Any of these New Year's resolutions sound familiar?
- Exercise every day…or at least most days
- Eat fewer
cookies and pizzacarbs - Drink less beer/wine/French 75s
- Spend less time sucked into Instagram/LinkedIn/Twitter/TikTok/FB
- Get 7+ hours of sleep – aka stop binging Stranger Things/Emily in Paris
- Write a daily gratitude list
- Floss everyday
- Get up and walk around after 3 hours of Zoom calls
- Have healthy meals with the family. See #2 re: pizza.
- Get together with friends once a week
- Pick up a hobby – ideally one that doesn’t involve French 75s or pizza
- Read for 30 minutes a day
The temptation to do extreme habit makeover on week one of January is high if the quantity of listicles online is any proxy. You can easily find articles about 7 things or 12 things or 74(!) things you can do to improve health and wellbeing.
But everything I know about habit formation says ONE THING. Work on ONE THING.
So how do you pick your one thing?
Let’s start with physical health. One of the most comprehensive studies on health outcomes narrowed it down to five healthy habits and it didn’t matter WHICH one of the five to get an extra two years of healthy living vs. none of them. The winners were: healthy diet, healthy weight, don’t smoke, drink very moderately if at all, and exercise at least 30 minutes every day. And if you did all five? Women got an extra 14 years of life and men got 12 and avoided diseases like cancer for 10+ more years. So go look at that list and if you aren’t doing one (or more) of those things, now you know where to focus.

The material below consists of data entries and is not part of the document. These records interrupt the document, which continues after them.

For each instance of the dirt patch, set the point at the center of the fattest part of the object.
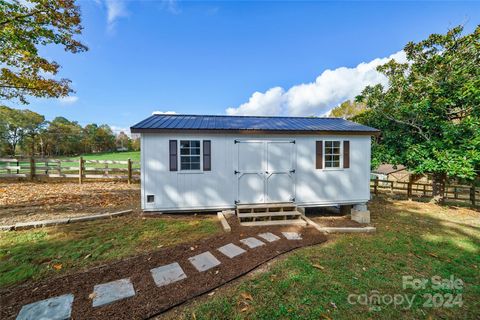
(29, 201)
(337, 222)
(151, 300)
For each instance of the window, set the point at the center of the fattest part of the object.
(189, 155)
(332, 154)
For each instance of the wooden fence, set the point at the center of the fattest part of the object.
(80, 169)
(461, 193)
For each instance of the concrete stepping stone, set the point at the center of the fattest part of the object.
(204, 261)
(168, 274)
(270, 237)
(231, 250)
(292, 235)
(112, 291)
(56, 308)
(252, 242)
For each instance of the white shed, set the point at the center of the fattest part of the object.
(199, 162)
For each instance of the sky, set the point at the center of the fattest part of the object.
(238, 58)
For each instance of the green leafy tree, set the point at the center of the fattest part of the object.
(24, 27)
(347, 110)
(429, 114)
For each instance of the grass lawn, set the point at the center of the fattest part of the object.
(413, 239)
(35, 254)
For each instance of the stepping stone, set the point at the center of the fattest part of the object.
(112, 291)
(204, 261)
(56, 308)
(231, 250)
(270, 237)
(292, 235)
(168, 274)
(252, 242)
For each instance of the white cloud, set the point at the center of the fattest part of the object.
(68, 100)
(163, 112)
(328, 90)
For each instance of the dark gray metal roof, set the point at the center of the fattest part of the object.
(180, 122)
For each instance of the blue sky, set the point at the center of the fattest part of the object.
(297, 58)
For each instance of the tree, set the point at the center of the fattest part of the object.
(33, 123)
(123, 142)
(429, 114)
(347, 110)
(24, 26)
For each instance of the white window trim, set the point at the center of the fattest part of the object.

Let’s move on to mental health and wellbeing. So the good news is that several items on the Top 5 list for physical health are on the top lists for mental health. Yeah for the “two for ones” like exercise and healthy diet. What gets added is: sleep (enough, but not too much), practicing gratitude/mindfulness, getting involved in activities you enjoy, and limiting screen time.